El mayor dinamismo de los agregados está siendo generado por una fuerte expansión de la
base monetaria. Dicha expansión se amortigua por un multiplicador monetario que cae más
de lo esperado, debido principalmente al mantenimiento de mayores reservas por parte de
los bancos.
Las tasas de las LRM (promedio de la curva) han experimentado una reducción, mostrando
en lo transcurrido hasta mayo, que la curva de rendimientos (CR) promedio ajustó a la baja
en 100 puntos básicos en relación al mes de abril, ubicándose en 10%.

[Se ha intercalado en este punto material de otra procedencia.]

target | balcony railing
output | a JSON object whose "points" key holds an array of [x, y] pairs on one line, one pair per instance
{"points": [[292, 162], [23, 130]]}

La tasa call interbancaria se mantiene en niveles reducidos. El promedio del trimestre se
ubica en torno a un 5%. En el mes de mayo el promedio es de 5,8% (datos al 20/05), en un
mercado que presentó escasa operativa sin evidenciar restricciones de liquidez a un día.
En lo que va del segundo trimestre del año, el peso uruguayo se mantiene relativamente
estable frente al dólar respecto a los valores alcanzados en marzo. No obstante, presenta
una depreciación de 9,4% en el promedio del trimestre y de 4,2% en la medición punta del
mes de mayo. Su comportamiento no difiere demasiado del registrado por las monedas de
los competidores comerciales, con excepción en la región.
La inflación en abril alcanzó una variación de 10,86% interanual. La inflación subyacente se
ubicó en 11%, con un aumento de los bienes Transables de exclusión determinado por el
shock en el mercado cambiario, mientras que los bienes no transables de exclusión
descendieron levemente en el margen, ante la desaceleración de la demanda de servicios
derivados de la crisis sanitaria.
Las expectativas de inflación a 24 meses se mantuvieron estables entre marzo y abril,
ubicándose actualmente en 8,8% (promedio de indicadores). Si bien el escaso dinamismo
de la actividad económica mitigaría las presiones inflacionarias, se considera adecuado que
la política monetaria mantenga una posición que permita incidir positivamente sobre el
proceso de formación de expectativas.